Life insurance premium financing is a valuable tool for clients who need life insurance but desire optionality. Here’s a look at one of our most successful cases that may provide insight into the true benefits of life insurance premium financing.
In early 2008, a client of one of our insurance advisors was evaluating the purchase of a $10 million whole life policy for estate planning purposes. As a third-generation commercial real estate investor, the client was quite comfortable with the idea of leverage and generally earmarked available cash on hand to augment potential investment opportunities.
Understanding the client’s preference to optimize her liquidity position, the insurance advisor and Wintrust Life Finance structured a premium financing arrangement that called for annual funding of $500,000 for 10 years at an initial borrowing rate of 5.66%.
The client’s out of pocket obligation was pegged to simple interest payable annually in arrears. Projected accumulated cash value was identified as a potential future exit strategy, given the initial policy dividend rate of 7.9% exceeding the projected cost of capital. The client was pleased with the approach, and the transaction was originated in December of 2008.

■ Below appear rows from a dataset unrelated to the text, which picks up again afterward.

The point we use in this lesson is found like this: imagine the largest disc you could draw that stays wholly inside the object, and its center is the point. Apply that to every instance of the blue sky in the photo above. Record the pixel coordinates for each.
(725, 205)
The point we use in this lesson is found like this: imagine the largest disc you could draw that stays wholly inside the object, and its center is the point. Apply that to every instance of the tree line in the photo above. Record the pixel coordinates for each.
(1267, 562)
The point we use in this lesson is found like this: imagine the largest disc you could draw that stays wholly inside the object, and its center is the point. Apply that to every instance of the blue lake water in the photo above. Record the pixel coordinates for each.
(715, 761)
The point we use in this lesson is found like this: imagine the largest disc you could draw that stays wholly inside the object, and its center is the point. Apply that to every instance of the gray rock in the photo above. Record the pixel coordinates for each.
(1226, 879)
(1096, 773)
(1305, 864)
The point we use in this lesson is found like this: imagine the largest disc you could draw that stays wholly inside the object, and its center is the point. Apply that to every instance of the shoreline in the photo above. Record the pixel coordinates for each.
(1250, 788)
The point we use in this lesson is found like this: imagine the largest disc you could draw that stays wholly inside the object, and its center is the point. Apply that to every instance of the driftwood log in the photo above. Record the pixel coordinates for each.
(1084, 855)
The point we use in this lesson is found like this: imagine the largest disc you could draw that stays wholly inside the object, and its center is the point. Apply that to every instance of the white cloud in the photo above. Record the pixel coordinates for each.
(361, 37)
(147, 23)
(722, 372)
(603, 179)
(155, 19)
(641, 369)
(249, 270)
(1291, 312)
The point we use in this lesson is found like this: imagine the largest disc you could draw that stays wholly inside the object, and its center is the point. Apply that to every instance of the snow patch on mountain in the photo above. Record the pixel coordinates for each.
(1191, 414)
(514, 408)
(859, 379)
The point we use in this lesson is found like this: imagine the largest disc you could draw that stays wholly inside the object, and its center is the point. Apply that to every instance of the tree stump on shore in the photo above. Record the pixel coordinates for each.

In the 11th year of the financing arrangement, the client was able to exit the plan via cash equity of the insurance policy, leaving more than $700,000 of participating cash value and $10 million of paid-up death benefit.
The value of premium financing
By utilizing premium financing, the client realized significant cost savings versus other alternate funding scenarios for the permanent insurance coverage needed. The client was able to minimize her out of pocket outlay in early years and reinvest the retained capital in other opportunities, thereby substantially augmenting her true internal rate of return.